What really captured my attention in the article is where she talks about something called "fast fashion", and how "[w]omen are lead to believe that it's their right to buy a T-shirt for $5." She goes on to say "Do those women know who made that T-shirt?...[Y]ou don't want to wear that T-shirt after you've seen factories with no windows, no fire exits, people crammed in...They get one bathroom break a day. It's slave conditions."
And that's what got me. I don't want to be that woman wearing a $5 T-shirt made by someone that gets one bathroom break a day. My bladder would explode in those kind of conditions...and that's where the disconnect comes in. I had to decide if I was going to keep buying a $5 T-shirt simply because I could, or because I didn't want to think about who made it...or I didn't care. I went online to do some research on brands and which ones are environmentally friendly and made in an ethical way, but it was really difficult to find out until I discovered a website called Good Guide.
My findings at a local shop that sells items that are environmentally and socially responsible.

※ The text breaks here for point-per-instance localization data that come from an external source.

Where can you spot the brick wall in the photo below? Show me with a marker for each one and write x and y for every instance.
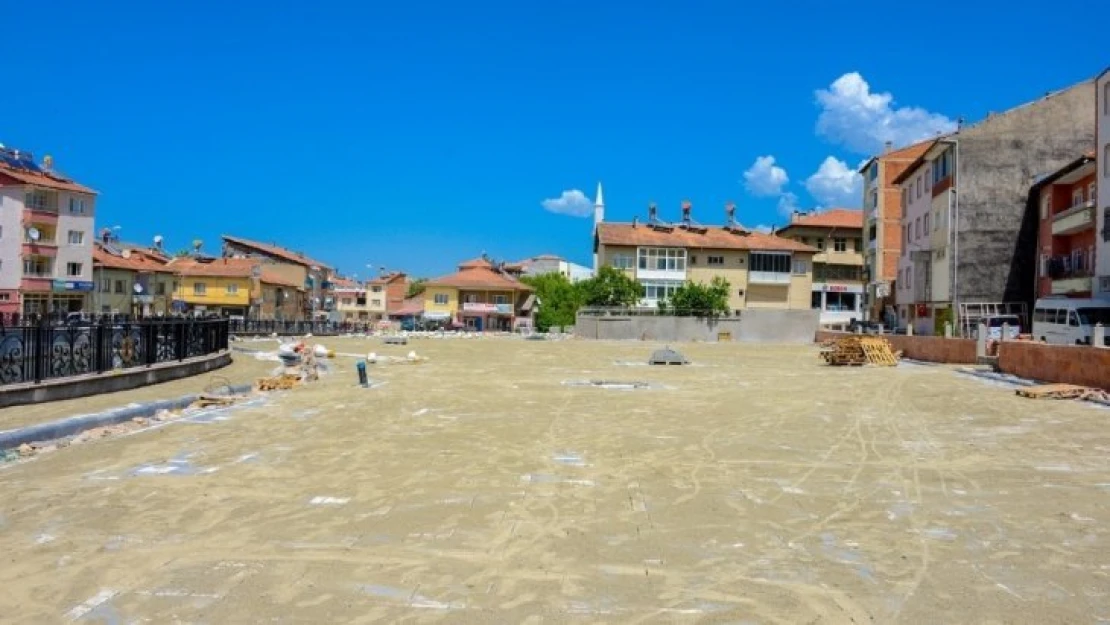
(1068, 364)
(927, 349)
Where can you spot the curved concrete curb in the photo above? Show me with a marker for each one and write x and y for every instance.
(54, 430)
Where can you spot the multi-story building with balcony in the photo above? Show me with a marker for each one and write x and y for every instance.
(294, 268)
(1102, 181)
(883, 228)
(46, 238)
(131, 281)
(838, 265)
(762, 270)
(1066, 237)
(480, 296)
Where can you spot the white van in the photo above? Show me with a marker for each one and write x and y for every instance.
(1066, 321)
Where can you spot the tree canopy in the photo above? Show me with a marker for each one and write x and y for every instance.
(695, 299)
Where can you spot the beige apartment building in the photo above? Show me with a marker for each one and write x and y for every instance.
(764, 271)
(838, 283)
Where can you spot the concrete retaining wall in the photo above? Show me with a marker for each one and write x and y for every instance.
(927, 349)
(750, 326)
(94, 384)
(1066, 364)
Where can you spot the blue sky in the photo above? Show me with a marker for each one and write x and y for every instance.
(414, 135)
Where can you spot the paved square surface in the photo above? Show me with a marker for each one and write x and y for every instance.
(755, 485)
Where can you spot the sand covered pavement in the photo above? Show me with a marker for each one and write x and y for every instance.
(755, 485)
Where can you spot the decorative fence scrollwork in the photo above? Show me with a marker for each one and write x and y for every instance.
(33, 353)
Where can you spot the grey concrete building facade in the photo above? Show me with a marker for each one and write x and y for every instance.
(994, 242)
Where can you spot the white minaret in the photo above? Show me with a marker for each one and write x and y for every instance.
(598, 218)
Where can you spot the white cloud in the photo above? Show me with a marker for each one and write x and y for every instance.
(836, 184)
(573, 202)
(861, 121)
(764, 179)
(787, 203)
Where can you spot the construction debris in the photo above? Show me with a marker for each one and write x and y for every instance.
(1063, 392)
(855, 351)
(667, 355)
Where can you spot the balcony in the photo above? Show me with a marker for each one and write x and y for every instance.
(768, 278)
(1076, 219)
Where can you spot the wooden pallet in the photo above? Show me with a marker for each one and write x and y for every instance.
(1059, 392)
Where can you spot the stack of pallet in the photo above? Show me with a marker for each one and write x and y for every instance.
(855, 351)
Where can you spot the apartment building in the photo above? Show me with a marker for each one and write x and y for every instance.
(480, 296)
(294, 268)
(838, 283)
(1102, 181)
(762, 270)
(1066, 235)
(883, 229)
(131, 281)
(46, 238)
(239, 288)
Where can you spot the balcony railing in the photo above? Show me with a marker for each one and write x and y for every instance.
(1076, 219)
(768, 278)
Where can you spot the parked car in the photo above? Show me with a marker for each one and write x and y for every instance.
(1066, 321)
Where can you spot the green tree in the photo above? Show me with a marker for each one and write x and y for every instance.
(611, 288)
(694, 299)
(415, 288)
(558, 299)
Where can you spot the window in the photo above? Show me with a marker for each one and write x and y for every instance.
(769, 262)
(662, 259)
(656, 291)
(36, 200)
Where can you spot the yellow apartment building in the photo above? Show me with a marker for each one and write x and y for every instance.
(481, 298)
(838, 282)
(764, 271)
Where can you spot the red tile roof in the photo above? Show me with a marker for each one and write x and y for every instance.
(478, 273)
(135, 261)
(714, 238)
(46, 180)
(230, 268)
(276, 251)
(831, 218)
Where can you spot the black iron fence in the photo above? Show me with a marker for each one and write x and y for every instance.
(48, 351)
(255, 326)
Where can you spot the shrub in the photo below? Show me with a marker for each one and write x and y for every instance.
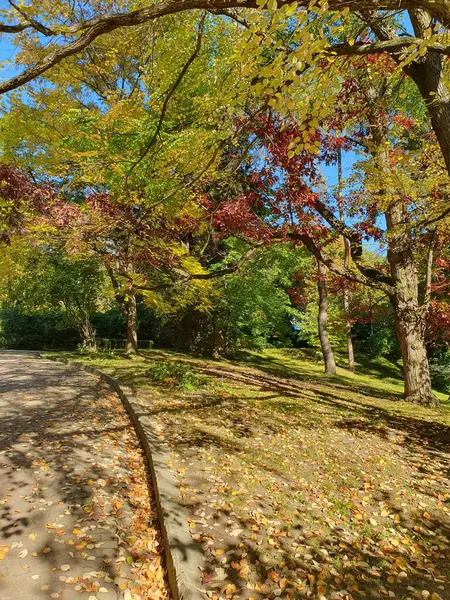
(176, 375)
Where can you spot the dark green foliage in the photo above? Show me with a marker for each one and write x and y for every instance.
(178, 375)
(40, 330)
(440, 371)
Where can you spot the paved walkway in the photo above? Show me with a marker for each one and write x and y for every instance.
(73, 487)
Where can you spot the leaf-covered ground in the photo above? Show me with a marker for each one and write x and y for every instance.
(301, 485)
(77, 516)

Good Guide was founded by Dara O'Rourke in 2007. She is a professor of environmental and labor policy at the University of California at Berkeley. According to their website, the purpose of Good Guide is "to provide authoritative information about the health, environmental and social performance of products and companies." It has shown me companies outside the fashion houses mentioned in the pages of Vogue that are environmentally and ethically responsible that fit within my budget. Of course, I'm continually doing research to find other businesses as well, but Good Guide was a good starting point. It made me realise that companies I thought were environmentally friendly really aren't as friendly as I thought, and I've taken that into account during recent purchases.
I'm not here to preach, but to let you know that I'm starting small and that I really want to be more aware of where the items that I purchase for myself and my family are actually coming from -- and who is making them. I no longer want to be a slave to companies that make their employees work in slave conditions. I want to become more connected with the world.